--- title: "From R to CFF" subtitle: "Crosswalk" description: >- A comprehensive description of the internal mappings performed by the cffr package. author: Diego Hernangómez bibliography: REFERENCES.bib link-citations: yes output: rmarkdown::html_vignette: toc: true vignette: > %\VignetteIndexEntry{From R to CFF} %\VignetteEngine{knitr::rmarkdown} %\VignetteEncoding{UTF-8} --- ```{r, include = FALSE} knitr::opts_chunk$set( collapse = TRUE, comment = "#>" ) library(cffr) ``` The goal of this vignette is to provide an explicit map between the metadata fields used by **cffr** and each one of the valid keys of the [Citation File Format schema version 1.2.0](https://github.com/citation-file-format/citation-file-format/blob/main/schema-guide.md#valid-keys). ## Summary {#summary} We summarize here the fields that **cffr** can coerce and the original source of information for each one of them. The details on each key are presented on the next section of the document. The assessment of fields are based on the [Guide to Citation File Format schema version 1.2.0](https://github.com/citation-file-format/citation-file-format/blob/main/schema-guide.md#valid-keys) [@druskat_citation_2021]. ```{r summary , echo=FALSE} keys <- cff_schema_keys(sorted = TRUE) origin <- vector(length = length(keys)) origin[keys == "cff-version"] <- "parameter on function" origin[keys == "type"] <- "Fixed value: 'software'" origin[keys == "identifiers"] <- "DESCRIPTION/CITATION files" origin[keys == "references"] <- "DESCRIPTION/CITATION files" origin[keys %in% c( "message", "title", "version", "authors", "abstract", "repository", "repository-code", "url", "date-released", "contact", "keywords", "license", "commit" )] <- "DESCRIPTION file" origin[keys %in% c( "doi", "preferred-citation" )] <- "CITATION file" origin[origin == FALSE] <- "Ignored by cffr" df <- data.frame( key = paste0("", keys, ""), source = origin ) knitr::kable(df, escape = FALSE) ``` ## Details ### abstract This key is extracted from the `"Description"` field of the `DESCRIPTION` file.
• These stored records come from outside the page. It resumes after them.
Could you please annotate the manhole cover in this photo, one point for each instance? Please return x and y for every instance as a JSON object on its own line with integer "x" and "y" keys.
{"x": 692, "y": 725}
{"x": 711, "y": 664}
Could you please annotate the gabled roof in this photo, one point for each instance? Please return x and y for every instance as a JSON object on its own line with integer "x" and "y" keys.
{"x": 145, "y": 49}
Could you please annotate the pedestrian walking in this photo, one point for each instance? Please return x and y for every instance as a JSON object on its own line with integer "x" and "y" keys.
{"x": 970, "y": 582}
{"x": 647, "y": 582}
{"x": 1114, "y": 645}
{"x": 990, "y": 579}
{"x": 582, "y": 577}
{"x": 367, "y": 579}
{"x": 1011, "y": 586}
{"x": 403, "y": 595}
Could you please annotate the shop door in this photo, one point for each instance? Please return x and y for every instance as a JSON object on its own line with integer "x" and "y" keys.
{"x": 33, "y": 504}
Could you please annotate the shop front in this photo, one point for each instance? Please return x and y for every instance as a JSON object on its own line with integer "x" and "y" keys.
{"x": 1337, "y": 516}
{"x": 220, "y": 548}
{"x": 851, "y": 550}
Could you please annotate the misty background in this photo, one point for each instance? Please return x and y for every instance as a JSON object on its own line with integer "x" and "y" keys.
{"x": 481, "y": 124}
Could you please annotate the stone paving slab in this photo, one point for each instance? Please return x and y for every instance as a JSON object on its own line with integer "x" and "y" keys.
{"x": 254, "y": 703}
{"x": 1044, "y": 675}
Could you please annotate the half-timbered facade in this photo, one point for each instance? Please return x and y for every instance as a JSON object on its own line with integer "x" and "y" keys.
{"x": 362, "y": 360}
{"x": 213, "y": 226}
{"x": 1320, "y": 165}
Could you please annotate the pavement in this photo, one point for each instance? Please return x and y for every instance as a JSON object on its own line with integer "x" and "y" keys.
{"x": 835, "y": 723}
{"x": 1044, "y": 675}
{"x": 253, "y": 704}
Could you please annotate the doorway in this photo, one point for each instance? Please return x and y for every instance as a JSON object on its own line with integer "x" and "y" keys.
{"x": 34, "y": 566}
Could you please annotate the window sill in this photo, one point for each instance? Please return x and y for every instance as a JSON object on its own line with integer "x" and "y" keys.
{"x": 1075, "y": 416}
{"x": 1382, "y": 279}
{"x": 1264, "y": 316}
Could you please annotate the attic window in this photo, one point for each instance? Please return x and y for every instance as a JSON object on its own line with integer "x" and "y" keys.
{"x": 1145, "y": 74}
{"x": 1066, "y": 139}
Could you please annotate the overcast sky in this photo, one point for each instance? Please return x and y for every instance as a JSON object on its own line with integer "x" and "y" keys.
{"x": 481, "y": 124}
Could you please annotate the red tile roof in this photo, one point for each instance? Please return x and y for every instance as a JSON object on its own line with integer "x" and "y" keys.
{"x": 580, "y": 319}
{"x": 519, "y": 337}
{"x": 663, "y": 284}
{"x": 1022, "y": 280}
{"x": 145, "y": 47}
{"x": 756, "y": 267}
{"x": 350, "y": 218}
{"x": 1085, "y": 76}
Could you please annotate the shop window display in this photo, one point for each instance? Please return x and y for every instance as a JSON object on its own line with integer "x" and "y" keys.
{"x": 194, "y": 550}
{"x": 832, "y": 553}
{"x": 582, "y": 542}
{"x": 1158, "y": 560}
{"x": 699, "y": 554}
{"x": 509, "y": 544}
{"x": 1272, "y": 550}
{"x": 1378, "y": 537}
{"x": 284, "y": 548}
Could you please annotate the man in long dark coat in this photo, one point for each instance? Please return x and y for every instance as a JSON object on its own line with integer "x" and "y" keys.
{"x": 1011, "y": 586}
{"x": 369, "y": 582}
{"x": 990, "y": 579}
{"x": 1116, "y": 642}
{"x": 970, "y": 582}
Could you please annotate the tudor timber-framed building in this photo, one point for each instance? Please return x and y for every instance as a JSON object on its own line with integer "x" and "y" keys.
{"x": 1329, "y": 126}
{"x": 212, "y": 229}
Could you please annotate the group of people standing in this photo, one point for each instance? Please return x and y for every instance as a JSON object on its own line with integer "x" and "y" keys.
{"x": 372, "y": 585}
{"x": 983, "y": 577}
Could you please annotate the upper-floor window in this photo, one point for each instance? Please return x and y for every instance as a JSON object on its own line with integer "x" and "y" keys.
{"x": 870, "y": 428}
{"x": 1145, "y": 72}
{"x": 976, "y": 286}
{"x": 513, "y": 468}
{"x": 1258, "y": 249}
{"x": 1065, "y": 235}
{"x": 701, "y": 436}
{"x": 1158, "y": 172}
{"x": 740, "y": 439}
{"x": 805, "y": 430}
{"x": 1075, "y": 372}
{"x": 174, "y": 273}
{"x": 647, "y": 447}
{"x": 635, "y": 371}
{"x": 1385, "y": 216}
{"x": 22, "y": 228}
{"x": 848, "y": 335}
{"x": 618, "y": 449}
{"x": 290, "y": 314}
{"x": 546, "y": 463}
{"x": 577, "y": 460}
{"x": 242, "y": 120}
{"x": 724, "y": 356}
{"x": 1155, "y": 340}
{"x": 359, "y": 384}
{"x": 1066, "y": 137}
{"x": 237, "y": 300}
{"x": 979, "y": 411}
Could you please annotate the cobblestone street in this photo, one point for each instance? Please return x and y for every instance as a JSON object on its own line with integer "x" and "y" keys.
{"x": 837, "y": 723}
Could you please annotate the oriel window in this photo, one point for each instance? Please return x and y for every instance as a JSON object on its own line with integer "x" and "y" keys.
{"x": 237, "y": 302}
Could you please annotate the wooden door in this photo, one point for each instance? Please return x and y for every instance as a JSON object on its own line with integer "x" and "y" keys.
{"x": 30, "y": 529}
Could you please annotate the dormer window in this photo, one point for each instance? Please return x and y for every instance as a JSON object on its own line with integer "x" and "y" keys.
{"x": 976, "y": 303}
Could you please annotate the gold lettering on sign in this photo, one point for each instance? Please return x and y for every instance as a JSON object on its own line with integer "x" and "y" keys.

Example ```{r abstract} library(cffr) # Create cffr for yaml cff_obj <- cff_create("rmarkdown") # Get DESCRIPTION of rmarkdown to check pkg <- desc::desc(file.path(find.package("rmarkdown"), "DESCRIPTION")) cat(cff_obj$abstract) cat(pkg$get("Description")) ```
[Back to summary](#summary). ### authors This key is coerced from the `"Authors"` or `"Authors@R"` field of the `DESCRIPTION` file. By default persons with the role `"aut"` or `"cre"` are considered, however this can be modified via the `authors_roles` parameter.
Example ```{r authors} # An example DESCRIPTION path <- system.file("examples/DESCRIPTION_many_persons", package = "cffr") pkg <- desc::desc(path) # See persons listed pkg$get_authors() # Default behaviour, use authors and creators (maintainers) cff_obj <- cff_create(path) cff_obj$authors # Use now Copyright holders and maintainers cff_obj_alt <- cff_create(path, authors_roles = c("cre", "cph")) cff_obj_alt$authors ```
[Back to summary](#summary). ### cff-version This key can be set via the parameters of the `cff_create()`/`cff_write()` functions:
Example ```{r cffversion} cff_objv110 <- cff_create("jsonlite", cff_version = "v1.1.0") cat(cff_objv110$`cff-version`) ```
[Back to summary](#summary). ### commit This key is extracted from the `"RemoteSha"` field of the `DESCRIPTION` file. This is the case of packages installed using the [r-universe](https://r-universe.dev/) or packages such as **remotes** or **pak**.
Example ```{r commit} # An example DESCRIPTION path <- system.file("examples/DESCRIPTION_r_universe", package = "cffr") pkg <- desc::desc(path) # See RemoteSha pkg$get("RemoteSha") cff_read(path) ```
[Back to summary](#summary). ### contact This key is coerced from the `"Authors"` or `"Authors@R"` field of the `DESCRIPTION` file. Only persons with the role `"cre"` (i.e, the maintainer(s)) are considered.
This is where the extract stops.